A power of sale clause gives your lender the right to sell your home if you don’t pay and wind up defaulting on your mortgage. Judicial foreclosure is the legal process in judicial foreclosure states that your lender will follow if they need to foreclose on the home.
Deed Of Trust Vs. Mortgage
A deed of trust is a legal agreement used in some states as a stand-in instead of a mortgage and is made at the time a property is closed upon. It is an agreement between a home buyer and a lender and effectively serves as the security for the loan. A nonjudicial foreclosure will typically occur if your promissory note is tied to a deed of trust.

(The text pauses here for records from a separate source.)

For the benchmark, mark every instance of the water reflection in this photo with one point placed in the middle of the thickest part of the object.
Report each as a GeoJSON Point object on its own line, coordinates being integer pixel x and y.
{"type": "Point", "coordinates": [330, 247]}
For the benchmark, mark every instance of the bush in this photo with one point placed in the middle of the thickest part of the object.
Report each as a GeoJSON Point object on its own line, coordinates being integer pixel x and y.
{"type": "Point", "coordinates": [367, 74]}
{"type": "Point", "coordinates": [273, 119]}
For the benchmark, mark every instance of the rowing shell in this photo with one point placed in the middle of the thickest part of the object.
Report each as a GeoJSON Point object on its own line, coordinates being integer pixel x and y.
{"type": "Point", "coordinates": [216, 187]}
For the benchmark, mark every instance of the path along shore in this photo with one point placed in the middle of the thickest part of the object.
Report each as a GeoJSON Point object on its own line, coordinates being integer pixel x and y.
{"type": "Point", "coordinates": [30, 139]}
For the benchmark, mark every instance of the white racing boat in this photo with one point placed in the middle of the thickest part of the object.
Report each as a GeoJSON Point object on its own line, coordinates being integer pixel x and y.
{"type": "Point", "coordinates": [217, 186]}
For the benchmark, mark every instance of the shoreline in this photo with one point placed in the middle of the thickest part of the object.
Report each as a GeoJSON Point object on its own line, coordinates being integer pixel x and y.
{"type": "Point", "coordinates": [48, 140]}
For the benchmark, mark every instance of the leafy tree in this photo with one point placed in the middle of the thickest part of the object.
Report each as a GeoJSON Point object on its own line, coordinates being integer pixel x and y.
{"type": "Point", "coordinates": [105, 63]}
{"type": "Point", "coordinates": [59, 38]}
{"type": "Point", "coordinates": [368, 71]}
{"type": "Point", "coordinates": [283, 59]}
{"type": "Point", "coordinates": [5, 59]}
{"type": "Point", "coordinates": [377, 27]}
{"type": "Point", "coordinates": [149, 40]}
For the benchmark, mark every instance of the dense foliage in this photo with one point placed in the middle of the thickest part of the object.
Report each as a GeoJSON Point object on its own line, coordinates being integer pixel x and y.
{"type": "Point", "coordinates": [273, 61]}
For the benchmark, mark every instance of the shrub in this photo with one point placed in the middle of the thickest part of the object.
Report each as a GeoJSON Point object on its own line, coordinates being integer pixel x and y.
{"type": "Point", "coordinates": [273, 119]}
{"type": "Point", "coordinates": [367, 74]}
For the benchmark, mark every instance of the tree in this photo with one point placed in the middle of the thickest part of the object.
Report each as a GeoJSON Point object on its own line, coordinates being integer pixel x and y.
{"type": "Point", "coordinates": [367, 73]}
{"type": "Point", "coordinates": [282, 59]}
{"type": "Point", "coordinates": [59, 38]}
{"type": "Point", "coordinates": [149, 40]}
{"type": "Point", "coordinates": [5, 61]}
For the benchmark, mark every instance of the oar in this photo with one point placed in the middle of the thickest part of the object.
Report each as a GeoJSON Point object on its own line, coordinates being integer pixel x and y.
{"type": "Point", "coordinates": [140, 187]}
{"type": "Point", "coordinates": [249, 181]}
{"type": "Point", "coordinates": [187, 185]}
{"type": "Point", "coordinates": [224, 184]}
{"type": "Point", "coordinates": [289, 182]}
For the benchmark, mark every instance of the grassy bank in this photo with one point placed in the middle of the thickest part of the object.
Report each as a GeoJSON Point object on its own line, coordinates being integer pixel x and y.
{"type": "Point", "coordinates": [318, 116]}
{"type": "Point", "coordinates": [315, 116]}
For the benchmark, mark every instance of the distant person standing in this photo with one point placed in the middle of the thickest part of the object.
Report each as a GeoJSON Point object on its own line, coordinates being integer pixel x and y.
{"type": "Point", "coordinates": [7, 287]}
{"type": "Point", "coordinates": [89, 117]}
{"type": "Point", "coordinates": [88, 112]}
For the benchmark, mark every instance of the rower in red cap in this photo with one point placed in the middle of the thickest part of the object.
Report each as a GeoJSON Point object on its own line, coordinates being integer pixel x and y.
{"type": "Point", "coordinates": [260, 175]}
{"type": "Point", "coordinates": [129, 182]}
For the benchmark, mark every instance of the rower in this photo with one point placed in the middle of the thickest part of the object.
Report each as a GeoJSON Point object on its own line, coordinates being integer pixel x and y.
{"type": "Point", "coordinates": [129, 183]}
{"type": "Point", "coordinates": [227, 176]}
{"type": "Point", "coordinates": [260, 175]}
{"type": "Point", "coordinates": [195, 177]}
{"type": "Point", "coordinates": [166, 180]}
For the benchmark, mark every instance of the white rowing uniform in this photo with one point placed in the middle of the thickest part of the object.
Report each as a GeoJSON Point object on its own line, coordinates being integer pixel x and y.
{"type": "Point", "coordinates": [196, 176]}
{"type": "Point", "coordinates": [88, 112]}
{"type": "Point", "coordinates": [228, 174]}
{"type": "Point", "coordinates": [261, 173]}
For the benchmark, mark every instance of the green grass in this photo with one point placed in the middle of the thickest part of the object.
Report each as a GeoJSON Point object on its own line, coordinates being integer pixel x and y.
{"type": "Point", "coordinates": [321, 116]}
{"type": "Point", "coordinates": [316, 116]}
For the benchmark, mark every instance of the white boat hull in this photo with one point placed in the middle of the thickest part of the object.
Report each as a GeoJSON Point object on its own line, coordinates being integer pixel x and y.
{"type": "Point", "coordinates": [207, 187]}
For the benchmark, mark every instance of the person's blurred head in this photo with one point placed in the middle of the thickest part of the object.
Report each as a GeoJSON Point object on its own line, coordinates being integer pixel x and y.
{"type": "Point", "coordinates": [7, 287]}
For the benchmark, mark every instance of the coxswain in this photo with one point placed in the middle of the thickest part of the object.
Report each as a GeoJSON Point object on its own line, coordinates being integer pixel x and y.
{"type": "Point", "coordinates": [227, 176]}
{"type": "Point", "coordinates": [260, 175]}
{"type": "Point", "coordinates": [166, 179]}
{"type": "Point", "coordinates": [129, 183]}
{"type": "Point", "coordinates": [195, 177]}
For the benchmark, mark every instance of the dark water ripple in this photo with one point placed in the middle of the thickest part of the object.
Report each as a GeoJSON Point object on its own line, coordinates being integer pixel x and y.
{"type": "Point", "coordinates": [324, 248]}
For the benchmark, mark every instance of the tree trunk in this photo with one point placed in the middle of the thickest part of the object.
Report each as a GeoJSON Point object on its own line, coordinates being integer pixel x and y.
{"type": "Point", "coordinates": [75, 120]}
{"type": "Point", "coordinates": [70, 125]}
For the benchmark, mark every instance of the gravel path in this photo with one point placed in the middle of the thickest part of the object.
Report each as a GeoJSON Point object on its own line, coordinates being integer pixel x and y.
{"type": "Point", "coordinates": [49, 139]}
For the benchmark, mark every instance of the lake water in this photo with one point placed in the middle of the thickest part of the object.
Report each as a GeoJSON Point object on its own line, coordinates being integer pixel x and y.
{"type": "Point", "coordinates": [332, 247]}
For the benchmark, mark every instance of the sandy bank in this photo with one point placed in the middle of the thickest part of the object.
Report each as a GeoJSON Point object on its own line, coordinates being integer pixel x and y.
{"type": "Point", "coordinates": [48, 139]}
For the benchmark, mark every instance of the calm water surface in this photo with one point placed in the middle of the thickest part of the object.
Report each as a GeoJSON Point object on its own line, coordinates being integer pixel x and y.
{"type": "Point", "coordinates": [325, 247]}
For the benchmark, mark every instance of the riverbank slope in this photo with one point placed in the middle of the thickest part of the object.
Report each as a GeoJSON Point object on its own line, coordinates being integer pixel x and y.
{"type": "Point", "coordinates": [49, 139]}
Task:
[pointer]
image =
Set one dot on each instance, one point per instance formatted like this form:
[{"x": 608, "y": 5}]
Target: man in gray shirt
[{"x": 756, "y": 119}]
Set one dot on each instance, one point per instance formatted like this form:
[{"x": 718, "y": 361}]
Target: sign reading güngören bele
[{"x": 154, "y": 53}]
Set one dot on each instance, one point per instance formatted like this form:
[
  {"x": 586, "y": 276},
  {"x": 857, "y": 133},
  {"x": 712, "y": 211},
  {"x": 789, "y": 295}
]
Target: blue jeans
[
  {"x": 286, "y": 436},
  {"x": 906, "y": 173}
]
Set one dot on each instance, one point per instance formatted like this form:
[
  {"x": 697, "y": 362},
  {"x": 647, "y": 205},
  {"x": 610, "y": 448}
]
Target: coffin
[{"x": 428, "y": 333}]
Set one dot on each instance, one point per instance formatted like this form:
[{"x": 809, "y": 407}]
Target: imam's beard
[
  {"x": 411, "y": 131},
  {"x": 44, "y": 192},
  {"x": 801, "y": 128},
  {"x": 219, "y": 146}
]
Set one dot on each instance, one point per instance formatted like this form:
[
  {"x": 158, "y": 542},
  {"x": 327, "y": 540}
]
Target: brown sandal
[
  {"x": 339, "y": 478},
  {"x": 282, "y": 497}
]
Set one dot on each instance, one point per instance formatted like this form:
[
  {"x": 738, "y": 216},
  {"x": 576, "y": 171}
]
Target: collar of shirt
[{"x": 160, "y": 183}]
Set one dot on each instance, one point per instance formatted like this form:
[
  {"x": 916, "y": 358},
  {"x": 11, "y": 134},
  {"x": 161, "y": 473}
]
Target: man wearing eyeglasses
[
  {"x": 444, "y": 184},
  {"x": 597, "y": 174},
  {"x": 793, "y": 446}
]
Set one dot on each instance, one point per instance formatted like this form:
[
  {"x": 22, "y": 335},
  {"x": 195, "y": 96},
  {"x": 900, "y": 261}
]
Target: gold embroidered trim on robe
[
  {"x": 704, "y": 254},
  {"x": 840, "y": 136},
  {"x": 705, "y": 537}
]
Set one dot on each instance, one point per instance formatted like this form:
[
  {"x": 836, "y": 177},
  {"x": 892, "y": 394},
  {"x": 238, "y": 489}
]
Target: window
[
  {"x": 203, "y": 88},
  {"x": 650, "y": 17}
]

Judicial Vs. Nonjudicial Foreclosure
A judicial foreclosure requires your lender to get a court involved in the foreclosure process. A nonjudicial foreclosure can be pursued without legal proceedings. Which form of foreclosure that your lender can pursue varies by state. In a judicial foreclosure, your lender will file a lawsuit with the judicial system if your mortgage note does not contain a power of sale clause.
Are There Rules And Regulations That Govern Nonjudicial Foreclosure?
Certainly – the short answer is that states’ laws contain a variety of provisions designed to protect homeowners.
Right Of Redemption
The right of redemption allows you to reclaim a home that is being foreclosed upon before your lender offers it up at auction. To reclaim the home and regain possession of your property, you’ll need to repay your debts and any additional fees or interest payments that have accrued.
Homeowners who believe that their property was wrongfully taken from them can file a lawsuit pursuant to the laws of the state where the property is located if they wish to challenge the taking.
Is Power Of Sale Beneficial For The Homeowner Facing Foreclosure?
Homeowners defaulting on their monthly loan payments in nonjudicial foreclosure states face the prospect of their home being foreclose on and sold quicker than those in judicial foreclosure states.
At the same time, they don’t face the prospect of having a delinquency judgment entered on their record.
Is Power Of Sale Beneficial For Lenders?
In many senses, yes, as it helps them benefit in the form of an expedited foreclosure process. This expedited process helps mortgage loan issuers to save on costs that might be incurred as part of an extended foreclosure process.
The Bottom Line: Power Of Sale Clauses Speed Up The Foreclosure Process
People who live in nonjudicial foreclosure states will not have the benefit of staying in their homes during lengthy foreclosure proceedings, but they also won’t have a judgement on their record.
A power of sale clause effectively expedites the auctioning off of a home in the event that a borrower defaults on their loan. That said, don’t forget: You still can still opt to pursue a number of different options if you’re in preforeclosure.